Bu arda çengelli iğne deyince çocukluğumdan hatıra geldi. Bizim oralarda bu çengelli iğneye “karpice” derler. Ne alakadır bilem. Şimdi araştırınca bu konu ile ilgili bir şey bulamadım ama farklı dillerde farklı anlamlara da geliyormuş. Bir de buna çatal iğne diyenler de varmış. Vay be. İşte insan araştırınca neler buluyor ama siz benim gibi yapmayın işi Sabri’nin attığı gole vardırmayın.
Neyse nerede kalmıştık?
Sevgili katilimiz elinde çengelli iğne ile spor salonunda kalori yaktırmaya devem ederken, olay yerini incelemeye dahi polisimiz gelir ve olayları araştırmaya başlar. O araştırır, çengelli iğneli katil kadın öldürür; o araştırır, erkek öldürür. Ama ben unutabilirim belki siz unutmayın Aerobik must go on. Bu arada bu ardı arkası kesilmeyen cinayetler sebebi ile salonun gizli ortağı, habersizce salona bir dedektif gönderir. Süper sonik polisimiz, önce bu arkadaştan şüphelenir ve araştırmaya başlar. Bakar ki bu vukuatlı bir dedektif onu kapı dışarı eder ve görevine sevgi ile odaklanır. Sevgi burada oldu mu ya, ciddiyetle mi deseydim acaba? Aha burada olaylar alengirli olunca arada söylemeyi unuttum. Bu süper dedektifimiz salonda dişi sineğe bile sarkan ama asıl gönlü salon sahibinde olan bir abimizi katil beller. Tabi yaşanan olaylar kaşsısında da herkes bu abinin peşinden koşmaya başlar.

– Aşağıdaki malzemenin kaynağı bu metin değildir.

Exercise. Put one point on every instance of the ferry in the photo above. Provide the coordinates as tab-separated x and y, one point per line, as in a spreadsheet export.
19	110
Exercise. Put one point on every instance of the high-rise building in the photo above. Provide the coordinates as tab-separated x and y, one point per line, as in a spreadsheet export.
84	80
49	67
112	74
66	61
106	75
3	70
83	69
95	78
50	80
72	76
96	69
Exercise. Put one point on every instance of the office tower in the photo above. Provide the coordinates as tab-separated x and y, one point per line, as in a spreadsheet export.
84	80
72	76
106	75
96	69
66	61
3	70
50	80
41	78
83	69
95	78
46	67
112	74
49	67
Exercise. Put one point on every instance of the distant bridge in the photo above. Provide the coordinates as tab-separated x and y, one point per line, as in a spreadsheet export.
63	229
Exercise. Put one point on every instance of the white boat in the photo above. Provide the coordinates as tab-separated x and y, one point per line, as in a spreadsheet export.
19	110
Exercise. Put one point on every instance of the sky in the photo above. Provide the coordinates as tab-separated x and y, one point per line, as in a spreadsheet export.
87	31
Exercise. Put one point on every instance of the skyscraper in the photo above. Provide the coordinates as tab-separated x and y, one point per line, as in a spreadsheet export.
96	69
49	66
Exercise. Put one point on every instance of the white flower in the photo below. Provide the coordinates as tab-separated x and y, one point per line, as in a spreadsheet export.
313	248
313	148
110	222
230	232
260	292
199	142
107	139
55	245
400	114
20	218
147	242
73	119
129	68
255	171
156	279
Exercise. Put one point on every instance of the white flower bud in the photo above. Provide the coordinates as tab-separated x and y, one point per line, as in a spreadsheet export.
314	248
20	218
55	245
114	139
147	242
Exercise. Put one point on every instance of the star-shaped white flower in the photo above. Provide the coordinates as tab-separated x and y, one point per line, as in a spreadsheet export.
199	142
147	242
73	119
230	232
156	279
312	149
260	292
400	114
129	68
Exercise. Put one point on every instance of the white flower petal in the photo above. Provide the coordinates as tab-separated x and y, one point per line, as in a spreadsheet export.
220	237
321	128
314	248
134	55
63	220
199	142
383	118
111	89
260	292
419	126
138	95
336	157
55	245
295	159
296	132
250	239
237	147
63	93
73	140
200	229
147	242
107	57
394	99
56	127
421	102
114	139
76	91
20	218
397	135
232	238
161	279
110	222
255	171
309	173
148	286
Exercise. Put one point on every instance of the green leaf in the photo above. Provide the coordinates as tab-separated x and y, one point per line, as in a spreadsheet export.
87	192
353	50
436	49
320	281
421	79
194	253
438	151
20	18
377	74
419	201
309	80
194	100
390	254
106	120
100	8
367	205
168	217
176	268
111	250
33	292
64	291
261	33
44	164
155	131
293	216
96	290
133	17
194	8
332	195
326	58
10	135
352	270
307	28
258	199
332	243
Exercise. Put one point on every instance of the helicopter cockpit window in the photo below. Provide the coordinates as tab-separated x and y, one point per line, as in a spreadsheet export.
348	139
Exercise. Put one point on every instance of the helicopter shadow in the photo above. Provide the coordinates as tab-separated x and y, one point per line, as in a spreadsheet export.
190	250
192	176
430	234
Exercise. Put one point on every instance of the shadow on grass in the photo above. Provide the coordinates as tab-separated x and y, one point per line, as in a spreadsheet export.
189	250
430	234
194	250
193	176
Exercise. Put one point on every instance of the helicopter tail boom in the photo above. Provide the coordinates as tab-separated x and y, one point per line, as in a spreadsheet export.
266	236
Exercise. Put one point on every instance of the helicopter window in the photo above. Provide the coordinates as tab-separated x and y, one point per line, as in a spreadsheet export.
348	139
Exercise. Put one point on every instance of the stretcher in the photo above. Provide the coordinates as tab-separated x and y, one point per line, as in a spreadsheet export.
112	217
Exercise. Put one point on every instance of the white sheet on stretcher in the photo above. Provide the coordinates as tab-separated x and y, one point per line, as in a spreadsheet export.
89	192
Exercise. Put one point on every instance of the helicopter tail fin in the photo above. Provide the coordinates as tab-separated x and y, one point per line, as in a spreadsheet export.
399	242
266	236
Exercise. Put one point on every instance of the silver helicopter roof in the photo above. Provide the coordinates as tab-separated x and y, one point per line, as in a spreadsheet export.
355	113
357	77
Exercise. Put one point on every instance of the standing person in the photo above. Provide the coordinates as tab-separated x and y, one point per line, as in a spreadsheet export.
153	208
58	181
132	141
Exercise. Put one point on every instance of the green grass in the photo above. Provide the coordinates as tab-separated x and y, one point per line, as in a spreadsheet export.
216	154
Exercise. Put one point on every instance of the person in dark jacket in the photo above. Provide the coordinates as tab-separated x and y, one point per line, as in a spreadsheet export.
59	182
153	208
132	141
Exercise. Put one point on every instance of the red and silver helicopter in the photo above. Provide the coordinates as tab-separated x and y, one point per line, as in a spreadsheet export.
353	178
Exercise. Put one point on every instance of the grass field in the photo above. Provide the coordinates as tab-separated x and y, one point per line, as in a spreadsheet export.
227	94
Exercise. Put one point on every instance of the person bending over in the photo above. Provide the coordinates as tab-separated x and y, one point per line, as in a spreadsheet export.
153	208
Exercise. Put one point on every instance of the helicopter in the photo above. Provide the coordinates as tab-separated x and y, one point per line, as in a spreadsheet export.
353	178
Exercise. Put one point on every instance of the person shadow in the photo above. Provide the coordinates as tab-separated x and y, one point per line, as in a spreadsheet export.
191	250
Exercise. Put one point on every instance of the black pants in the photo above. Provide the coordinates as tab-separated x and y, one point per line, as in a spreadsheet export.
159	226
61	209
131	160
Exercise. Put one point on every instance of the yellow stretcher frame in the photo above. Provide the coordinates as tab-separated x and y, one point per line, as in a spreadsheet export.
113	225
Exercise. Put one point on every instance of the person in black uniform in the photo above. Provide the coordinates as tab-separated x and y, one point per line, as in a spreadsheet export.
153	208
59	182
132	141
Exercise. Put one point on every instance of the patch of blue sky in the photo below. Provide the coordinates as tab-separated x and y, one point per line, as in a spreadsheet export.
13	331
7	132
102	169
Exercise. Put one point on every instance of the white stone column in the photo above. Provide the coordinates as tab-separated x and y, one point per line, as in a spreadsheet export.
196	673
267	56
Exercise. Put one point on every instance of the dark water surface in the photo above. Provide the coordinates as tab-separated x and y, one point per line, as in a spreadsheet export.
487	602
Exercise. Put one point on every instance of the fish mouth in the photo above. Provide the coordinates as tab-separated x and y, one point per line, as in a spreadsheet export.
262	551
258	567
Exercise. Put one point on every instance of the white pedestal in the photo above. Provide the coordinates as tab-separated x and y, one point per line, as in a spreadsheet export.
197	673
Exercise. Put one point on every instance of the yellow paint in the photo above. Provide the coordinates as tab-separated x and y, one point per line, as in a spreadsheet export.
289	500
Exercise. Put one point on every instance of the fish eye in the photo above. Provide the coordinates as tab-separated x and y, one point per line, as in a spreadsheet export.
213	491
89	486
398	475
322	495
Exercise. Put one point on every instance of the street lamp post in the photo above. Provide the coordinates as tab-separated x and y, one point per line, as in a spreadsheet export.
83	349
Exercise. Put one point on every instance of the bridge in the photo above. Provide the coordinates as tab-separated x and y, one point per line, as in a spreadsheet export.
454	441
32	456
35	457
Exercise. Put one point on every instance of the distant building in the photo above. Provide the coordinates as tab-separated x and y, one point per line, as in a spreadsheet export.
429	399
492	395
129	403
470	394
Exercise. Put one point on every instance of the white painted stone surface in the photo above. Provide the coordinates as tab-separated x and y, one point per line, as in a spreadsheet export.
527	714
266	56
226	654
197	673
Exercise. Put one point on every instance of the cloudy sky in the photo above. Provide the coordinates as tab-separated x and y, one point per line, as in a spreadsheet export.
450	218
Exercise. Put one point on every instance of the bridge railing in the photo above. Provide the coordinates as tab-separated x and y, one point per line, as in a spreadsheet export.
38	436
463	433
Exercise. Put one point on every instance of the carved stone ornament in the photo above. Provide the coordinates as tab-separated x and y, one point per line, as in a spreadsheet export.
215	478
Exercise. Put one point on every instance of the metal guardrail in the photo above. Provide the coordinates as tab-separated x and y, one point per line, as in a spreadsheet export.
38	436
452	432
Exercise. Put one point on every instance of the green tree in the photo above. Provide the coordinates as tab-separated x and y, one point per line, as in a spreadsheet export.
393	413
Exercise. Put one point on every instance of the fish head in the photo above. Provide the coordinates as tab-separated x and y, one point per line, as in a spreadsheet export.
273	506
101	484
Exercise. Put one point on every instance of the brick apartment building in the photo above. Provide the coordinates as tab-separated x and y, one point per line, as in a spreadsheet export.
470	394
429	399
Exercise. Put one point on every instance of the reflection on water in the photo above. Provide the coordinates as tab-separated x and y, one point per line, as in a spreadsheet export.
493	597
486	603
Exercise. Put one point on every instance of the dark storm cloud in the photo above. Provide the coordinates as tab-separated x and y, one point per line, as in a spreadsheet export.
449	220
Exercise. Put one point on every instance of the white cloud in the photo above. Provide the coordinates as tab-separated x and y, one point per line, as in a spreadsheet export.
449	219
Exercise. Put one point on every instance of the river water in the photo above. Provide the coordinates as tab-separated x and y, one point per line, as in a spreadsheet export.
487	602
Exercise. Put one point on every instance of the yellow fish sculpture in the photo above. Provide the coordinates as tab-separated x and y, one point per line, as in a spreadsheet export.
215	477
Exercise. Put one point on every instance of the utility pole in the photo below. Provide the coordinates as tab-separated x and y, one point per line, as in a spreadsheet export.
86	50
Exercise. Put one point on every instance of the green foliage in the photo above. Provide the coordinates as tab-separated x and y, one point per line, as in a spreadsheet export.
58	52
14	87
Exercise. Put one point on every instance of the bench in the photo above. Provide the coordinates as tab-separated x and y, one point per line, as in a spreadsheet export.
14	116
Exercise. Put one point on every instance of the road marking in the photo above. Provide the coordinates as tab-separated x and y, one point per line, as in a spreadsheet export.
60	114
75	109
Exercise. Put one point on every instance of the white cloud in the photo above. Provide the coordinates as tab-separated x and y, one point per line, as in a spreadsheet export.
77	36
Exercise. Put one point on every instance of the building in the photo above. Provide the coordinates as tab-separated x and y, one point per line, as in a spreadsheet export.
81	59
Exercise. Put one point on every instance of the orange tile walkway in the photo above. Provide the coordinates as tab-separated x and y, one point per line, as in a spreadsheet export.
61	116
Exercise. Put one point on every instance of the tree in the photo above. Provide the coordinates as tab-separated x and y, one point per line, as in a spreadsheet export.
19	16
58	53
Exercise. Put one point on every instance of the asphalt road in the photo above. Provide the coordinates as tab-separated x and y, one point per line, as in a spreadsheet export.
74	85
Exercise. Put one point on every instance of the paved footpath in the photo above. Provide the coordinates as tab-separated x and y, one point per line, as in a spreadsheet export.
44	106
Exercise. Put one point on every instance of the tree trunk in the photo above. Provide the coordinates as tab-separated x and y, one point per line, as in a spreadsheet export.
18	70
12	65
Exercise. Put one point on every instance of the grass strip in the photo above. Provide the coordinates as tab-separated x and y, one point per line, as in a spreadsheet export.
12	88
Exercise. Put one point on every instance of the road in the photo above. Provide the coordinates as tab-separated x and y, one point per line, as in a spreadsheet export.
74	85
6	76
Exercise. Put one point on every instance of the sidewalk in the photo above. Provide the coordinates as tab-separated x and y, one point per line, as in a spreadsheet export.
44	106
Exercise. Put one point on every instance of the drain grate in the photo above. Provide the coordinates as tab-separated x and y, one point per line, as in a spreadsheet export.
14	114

Sonra ne demiştik, polisimiz bir kişiyi elemiş çok gizli dedektifimizi evine yollamıştı. Dedektifimiz tığış tıpış memleketine dönerken, birden karşısına bu katil zanlısı abimiz çıkar ve onu öldürür. Ek bakın şimdi tam katil oldu.
İşte bu kadar karmaşık olayların yaşandığı hikayede, bir de kafa derisi yanmış bir görüntü ile yönetmen hem bizi şaşırtır hem de asıl katil hakkında bilgi verir. Katilimiz aslında…
Baraya es gireyim.
Aklımın takıldığı yerlerden biri de çengelli iğne ile nasıl adam öldürüldüğü. Tabii bu çeyrek altın takılan çengellilerden değil daha büyük kocaman. Bir de katil bu çengelli iğneyi anahtarlık olarak kullanıyor ki amanın hiç sormayın. Ama o delik adam öldürür mü? Bilemedim. İzlediklerimi hatırlayınca öldürmez. Daha çok sivri sinek ısırığı gibi ama sonraki tahribatı ve akan kanı kelimeler ile ifade edemem.
Eh biz hikâyeye devam edelim o zaman. Nerede kalmıştık. Heh, yanık kafa… O esnada polisimiz, salon sahibi ablamızın evine gider ve onunla konuşmak ister. İçeri gider kadın “sen katilsin, her şey senin başının altından çıkıyor, o herifi de azmettirdin” der. Nereden bildi diyeceksiniz şimdi, dedim size ya adam çok zeki. Yönetmeni ayartmış bir önceki sahneyi o da izlemiş. Mekân sahibi ablamızda montunun yakasını elleriyle parçalayarak “bu vücudu gördün mü ben böyleyken onlar nasıl güzel olur der” ve kızarmış armutları gösterir. Polisimiz itiraf karşısında ona kelepçeleri geçirir ama katil ablamız “delilin yok ki, delilin yok ki” diye onla geyik yapar. Tam arabaya binerler ki telsizden polisimize son dakika haberi gelir. Dedektifimiz, katil amcamız tarafından öldürülmüştür. El mahkûm, polisimiz katil ablamızı salıverir.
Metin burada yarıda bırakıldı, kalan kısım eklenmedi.